As an intrinsically innovative company, Virgin had a headstart. For the first airline to introduce remote check-in, individual seat-back TVs and real cappuccinos onboard, designing service was a natural next step. “There’s an understanding that we’re constantly evolving to stay ahead of the competition,” says Ferry.

Service design results can be hard to measure, especially in the short term. But Virgin Atlantic – where customer satisfaction levels are currently running at 93% – is confident that it’s getting the right feedback.
“When we introduced our upper class suite seats, which flip over into a bed, the increase in morale for the cabin crew – derived from having the best product in flying – made them feel confident and proud of the environment they work in,” says Ferry. “ And then customer satisfaction goes through the roof.”
The cabin crew play an important part in developing service design. “Whenever we were developing designs – say for a new seating project or airport lounge – we would always get cabin crew or ground staff into the team so we were designing around the way they work,” says Ferry.
He now employs three service designers, with a mix of design, hospitality and cabin crew backgrounds. “We need the mix and the balance,” he says. “Raw creatives are comfortable exploring innovation, and the people who have a good grounding in hospitality or who are ex-cabin crew are open to new exploration while understanding the limitations in the air or on the ground.”

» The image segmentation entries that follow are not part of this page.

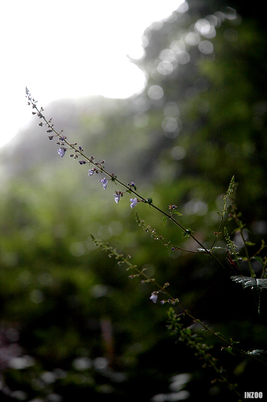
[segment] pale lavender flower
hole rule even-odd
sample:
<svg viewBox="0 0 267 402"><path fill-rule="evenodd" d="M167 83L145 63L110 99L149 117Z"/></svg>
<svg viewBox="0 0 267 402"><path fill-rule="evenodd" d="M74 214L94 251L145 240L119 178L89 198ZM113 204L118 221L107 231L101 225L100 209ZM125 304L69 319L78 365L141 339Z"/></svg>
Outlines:
<svg viewBox="0 0 267 402"><path fill-rule="evenodd" d="M103 188L105 190L107 185L107 179L106 177L103 177L102 179L99 180L99 183L102 183Z"/></svg>
<svg viewBox="0 0 267 402"><path fill-rule="evenodd" d="M158 300L158 292L152 292L150 299L152 300L153 303L156 303Z"/></svg>
<svg viewBox="0 0 267 402"><path fill-rule="evenodd" d="M65 154L66 153L66 151L67 150L66 148L63 148L63 147L60 147L58 151L58 153L60 156L61 158L63 158Z"/></svg>
<svg viewBox="0 0 267 402"><path fill-rule="evenodd" d="M132 209L133 208L135 208L135 207L137 206L137 204L138 199L136 197L134 198L130 198L130 201L131 202L130 208L131 208L131 209Z"/></svg>
<svg viewBox="0 0 267 402"><path fill-rule="evenodd" d="M113 195L115 197L115 202L117 204L120 199L120 194L117 193L117 194L113 194Z"/></svg>

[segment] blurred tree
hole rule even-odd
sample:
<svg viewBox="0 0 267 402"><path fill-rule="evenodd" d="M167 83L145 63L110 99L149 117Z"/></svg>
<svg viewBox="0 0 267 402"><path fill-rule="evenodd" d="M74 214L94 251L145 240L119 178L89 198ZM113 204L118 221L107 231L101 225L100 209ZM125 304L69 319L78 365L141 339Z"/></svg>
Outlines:
<svg viewBox="0 0 267 402"><path fill-rule="evenodd" d="M218 196L233 174L249 239L260 240L267 230L265 28L264 14L256 17L246 5L190 1L153 24L144 33L145 56L135 62L148 78L142 93L47 108L57 128L88 156L104 159L107 170L136 182L165 210L179 206L181 222L209 244L218 228ZM264 317L257 316L252 295L207 256L151 241L137 229L126 196L116 205L114 189L104 193L84 166L58 158L55 142L34 124L2 153L9 180L0 199L0 346L3 355L12 350L2 366L3 400L23 400L12 392L23 389L27 400L134 400L141 390L149 400L170 392L174 374L187 372L189 400L200 394L225 400L219 384L210 384L214 374L170 340L166 309L149 300L153 289L129 280L94 249L90 233L130 253L159 281L169 281L186 307L244 348L266 349ZM138 209L148 224L186 245L147 207ZM264 370L222 354L219 342L210 342L241 390L249 381L262 389ZM21 360L23 354L34 358Z"/></svg>

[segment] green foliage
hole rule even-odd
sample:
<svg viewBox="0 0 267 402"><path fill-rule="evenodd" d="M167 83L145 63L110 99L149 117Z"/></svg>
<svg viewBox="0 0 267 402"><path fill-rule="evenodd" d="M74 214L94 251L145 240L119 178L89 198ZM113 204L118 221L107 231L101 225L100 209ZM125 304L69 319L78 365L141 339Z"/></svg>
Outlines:
<svg viewBox="0 0 267 402"><path fill-rule="evenodd" d="M48 141L35 121L2 153L0 330L3 347L18 347L13 357L29 355L34 362L21 369L0 362L8 388L23 389L26 400L56 393L64 400L136 400L144 389L150 400L174 373L185 372L191 378L188 400L200 393L213 400L216 391L216 400L225 400L221 382L210 383L215 376L233 392L236 382L241 391L248 383L261 389L258 364L267 349L265 39L256 22L225 18L213 38L200 37L213 52L200 52L187 35L218 10L214 4L207 10L199 3L145 33L146 55L138 64L148 80L142 93L48 108L55 127L82 144L89 160L93 154L105 160L95 180L87 177L88 165L59 158L55 139ZM226 39L230 32L238 40ZM176 52L188 62L175 66ZM172 62L172 72L162 74ZM149 96L154 85L163 97ZM103 195L98 180L104 168L115 173ZM117 178L137 184L118 205L112 196ZM137 191L144 194L138 226L128 203ZM222 269L226 259L230 275ZM259 317L249 292L233 287L230 276L253 288L258 307L260 295ZM152 294L158 299L150 300ZM173 342L166 331L170 304ZM179 339L204 359L206 371Z"/></svg>

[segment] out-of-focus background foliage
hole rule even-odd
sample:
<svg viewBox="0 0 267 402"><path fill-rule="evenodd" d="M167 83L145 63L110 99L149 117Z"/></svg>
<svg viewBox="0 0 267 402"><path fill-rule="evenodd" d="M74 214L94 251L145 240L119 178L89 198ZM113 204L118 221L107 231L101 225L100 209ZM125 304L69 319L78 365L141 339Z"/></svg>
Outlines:
<svg viewBox="0 0 267 402"><path fill-rule="evenodd" d="M259 245L267 231L265 17L250 4L187 4L144 33L145 56L136 62L148 77L142 93L59 100L45 115L156 205L177 205L181 223L207 247L234 175L248 238ZM235 400L170 337L168 308L149 299L151 284L129 279L90 234L170 282L185 308L245 350L267 349L264 292L259 317L252 292L208 256L152 240L127 195L117 205L120 189L109 182L104 191L87 165L60 158L38 122L1 153L1 400ZM167 239L196 247L147 205L135 209ZM264 366L206 341L241 393L264 391Z"/></svg>

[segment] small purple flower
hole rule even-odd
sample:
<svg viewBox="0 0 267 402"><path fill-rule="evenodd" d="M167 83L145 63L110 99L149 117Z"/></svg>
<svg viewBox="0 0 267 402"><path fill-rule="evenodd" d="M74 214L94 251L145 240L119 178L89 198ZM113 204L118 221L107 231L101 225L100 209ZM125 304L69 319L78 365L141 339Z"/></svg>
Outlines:
<svg viewBox="0 0 267 402"><path fill-rule="evenodd" d="M135 208L135 207L137 206L137 203L138 202L138 199L136 197L136 198L130 198L130 201L131 202L130 208L131 208L131 209L132 209L133 208Z"/></svg>
<svg viewBox="0 0 267 402"><path fill-rule="evenodd" d="M60 147L58 151L58 153L60 156L61 158L63 158L65 154L66 153L66 149L63 147Z"/></svg>
<svg viewBox="0 0 267 402"><path fill-rule="evenodd" d="M115 197L115 202L117 204L119 200L120 199L120 194L119 192L117 193L116 194L113 194Z"/></svg>
<svg viewBox="0 0 267 402"><path fill-rule="evenodd" d="M152 300L153 303L157 303L157 300L158 300L158 292L152 292L150 299Z"/></svg>
<svg viewBox="0 0 267 402"><path fill-rule="evenodd" d="M102 179L99 180L99 183L102 183L103 188L105 190L107 185L107 179L106 177L103 177Z"/></svg>

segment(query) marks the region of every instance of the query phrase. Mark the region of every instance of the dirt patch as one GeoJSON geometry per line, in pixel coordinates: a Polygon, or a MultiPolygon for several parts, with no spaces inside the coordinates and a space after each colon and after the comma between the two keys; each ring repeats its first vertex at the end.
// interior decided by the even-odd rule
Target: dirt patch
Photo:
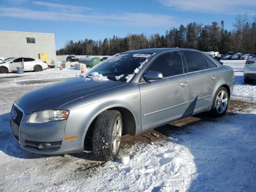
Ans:
{"type": "MultiPolygon", "coordinates": [[[[244,101],[231,98],[229,101],[228,108],[225,115],[234,115],[234,112],[246,112],[248,108],[256,107],[253,102],[244,101]]],[[[120,152],[124,149],[130,148],[137,142],[151,143],[160,140],[169,139],[169,136],[177,130],[183,129],[184,126],[198,122],[218,121],[218,118],[212,117],[208,113],[204,112],[193,116],[190,116],[150,130],[140,135],[132,137],[126,135],[122,137],[120,152]]]]}

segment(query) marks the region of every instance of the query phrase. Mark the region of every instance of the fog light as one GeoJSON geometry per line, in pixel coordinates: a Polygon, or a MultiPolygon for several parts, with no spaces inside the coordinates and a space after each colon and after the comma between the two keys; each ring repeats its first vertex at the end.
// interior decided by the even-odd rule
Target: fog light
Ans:
{"type": "Polygon", "coordinates": [[[38,144],[38,148],[41,150],[45,150],[47,147],[44,143],[40,143],[38,144]]]}

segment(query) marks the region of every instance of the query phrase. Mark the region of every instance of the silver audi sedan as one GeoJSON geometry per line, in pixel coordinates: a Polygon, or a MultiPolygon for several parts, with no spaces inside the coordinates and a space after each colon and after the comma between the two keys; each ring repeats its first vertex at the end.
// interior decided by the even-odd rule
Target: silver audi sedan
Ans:
{"type": "Polygon", "coordinates": [[[82,152],[113,160],[122,136],[135,136],[189,116],[223,115],[234,87],[232,68],[197,50],[163,48],[117,54],[84,76],[26,94],[10,125],[24,149],[82,152]]]}

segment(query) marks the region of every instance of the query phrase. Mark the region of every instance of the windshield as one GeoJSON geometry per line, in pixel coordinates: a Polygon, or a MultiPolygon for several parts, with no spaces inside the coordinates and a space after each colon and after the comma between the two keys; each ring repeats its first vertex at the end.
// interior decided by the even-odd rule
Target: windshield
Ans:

So will the rest of UK plc heed these lessons? At the moment, there are no academically trained service designers as there are no service design graduate courses in the UK, although this looks set to change, with plans for a new college to open in Northumbria. Meanwhile, companies like Engine are finding that designers are coming to them with an instinctive desire to design services.
“Designers today are more interested in how society works, and how it doesn’t work, and how they can contribute as creative problem solvers,” says Heapy.
“It’s no longer about designing the next coolest kettle or toaster. We talk about our experience in a restaurant or using Facebook or whatever it might be. Today’s design graduates are into that in the same way that, during the 1980s and 1990s, we were all interested in working for Philips.”
“Please remove my socks…”
And other passenger tales from the sky
“If I fall asleep, please could you remove my socks, as my wife does, to stop me snoring?” is just one of the more unusual requests passengers have made to Virgin Atlantic cabin crew.
In the competitive airline industry, Virgin has built its reputation on good customer service. Service design has played an important part in this, especially in the wake of increased security measures.
The same can’t be said for all airlines. A stewardess with budget airline Ryanair – which consistently tops rankings for flight and passenger numbers, but also gets the most complaints – was recorded on a documentary as saying, “If you pay 1p for your seat, don’t expect a lifejacket underneath it.”
Last year, 235 million people passed through the UK’s airports, and the aviation industry watchdog received more than 12,000 complaints. Most were about flight cancellations, delays and mishandled baggage. Many stemmed from Heathrow, which struggled to cope with 68 million passengers.
The customer isn’t always right, however. Particularly if, as also experienced by Virgin staff, they have a fear of the dark and request the lights be kept on during night-time landing and take-off. But perhaps one of the sweetest customer requests came from a mum who asked a male steward: “Please could you read my son a bedtime story? His dad’s not here and he’s used to a male voice.”